The system requirements for using the AMD XDNA 2 Stable Diffusion 3.0 Medium AI model are as follows:
1. A laptop equipped with an AMD Ryzen AI 300 series or Ryzen AI MAX+ processor, featuring the AMD XDNA 2 Neural Processing Unit (NPU) capable of at least 50 Tera Operations Per Second (TOPS) performance. 2. A minimum of 24GB of system RAM is required to run the model locally, although the model consumes only about 9GB of memory during execution due to memory optimizations. 3. The model uses a BF16 (block FP16) precision format, which balances accuracy and performance and is optimized for the XDNA 2 NPU hardware. 4. For certain enhanced features like AMD XDNA Super Resolution, an AMD Ryzen 8040 series processor with 32GB RAM and the latest OEM MCDM and NPU driver updates is recommended. 5. The AI image generation software that supports this model is Amuse 3.1 by Tensorstack, which runs locally on supported Ryzen AI laptops and allows toggling the XDNA 2 Stable Diffusion 3.0 setting.
The model interprets written prompts and produces images in 1024×1024 resolution, which are upscaled to 2048×2048 resolution, resulting in 4MP outputs. It also supports advanced prompting features for fine control over image composition.
To use the text-to-image generator, users must install the latest AMD Adrenalin Edition drivers and the Amuse 3.1 Beta software from Tensorstack. In Amuse, users should switch to EZ Mode, move the slider to HQ, and enable the 'XDNA 2 Stable Diffusion Offload' option.
The model's output resolution is 2048×2048, resulting in 4MP images. The model is optimized for BF16 precision and designed to run locally on machines with XDNA 2 NPUs.
The model's usage is subject to the Stability AI Community License, and it is free for individuals and small businesses with less than $1 million in annual revenue, though licensing terms may change eventually.
An example of a prompt for the model is: "Close up, award-winning wildlife photography, vibrant and exotic face of a toucan against a black background, focusing on the colorful beak, vibrant color, best shot, 8k, photography, high res."

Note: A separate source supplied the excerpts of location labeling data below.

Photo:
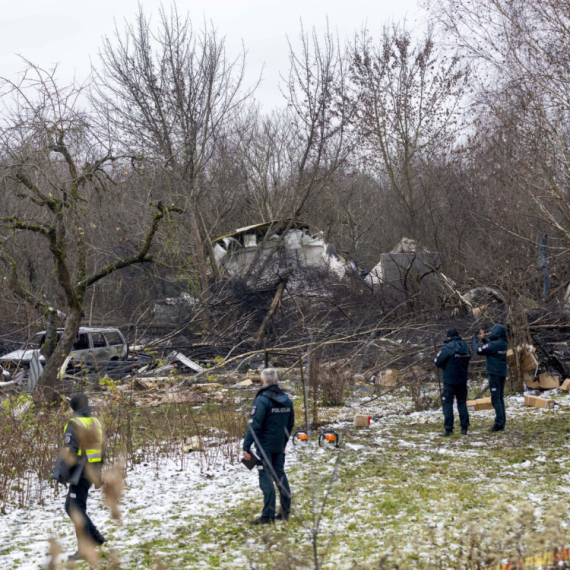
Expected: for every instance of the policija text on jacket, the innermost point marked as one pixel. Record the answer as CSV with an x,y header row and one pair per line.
x,y
271,423
79,465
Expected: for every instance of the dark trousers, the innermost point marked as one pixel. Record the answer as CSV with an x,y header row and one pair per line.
x,y
449,392
76,502
267,482
497,386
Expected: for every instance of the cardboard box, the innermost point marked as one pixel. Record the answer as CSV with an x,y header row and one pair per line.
x,y
537,402
548,382
531,381
389,379
529,362
479,405
362,421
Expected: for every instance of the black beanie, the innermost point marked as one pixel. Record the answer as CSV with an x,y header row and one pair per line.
x,y
78,401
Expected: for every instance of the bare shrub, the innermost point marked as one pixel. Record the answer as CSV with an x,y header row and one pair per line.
x,y
334,386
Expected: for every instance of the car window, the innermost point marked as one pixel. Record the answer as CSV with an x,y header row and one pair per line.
x,y
37,341
98,340
82,342
113,338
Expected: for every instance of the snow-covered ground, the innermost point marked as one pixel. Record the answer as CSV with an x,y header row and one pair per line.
x,y
400,485
154,503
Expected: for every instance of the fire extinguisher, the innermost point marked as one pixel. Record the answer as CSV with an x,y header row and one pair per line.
x,y
329,438
300,437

This new text-to-image generator promises to revolutionize content creation and design, offering a fast, offline image generation solution suitable for a wide range of applications.
- This innovative text-to-image generator, based on Stable Diffusion 3.0 Medium, not only supports creating customizable stock-quality visuals but also smartphones and gadgets equipped with advanced technology such as artificial-intelligence processors could potentially leverage this technology for local image generation, revolutionizing the content creation process for mobile devices as well.
- As the text-to-image generator continues to evolve, it's foreseeable that artificial-intelligence will play an increasingly significant role in the refinement of the images produced, possibly allowing for more intricate details and nuances, blurring the line between traditional photography and AI-generated imagery.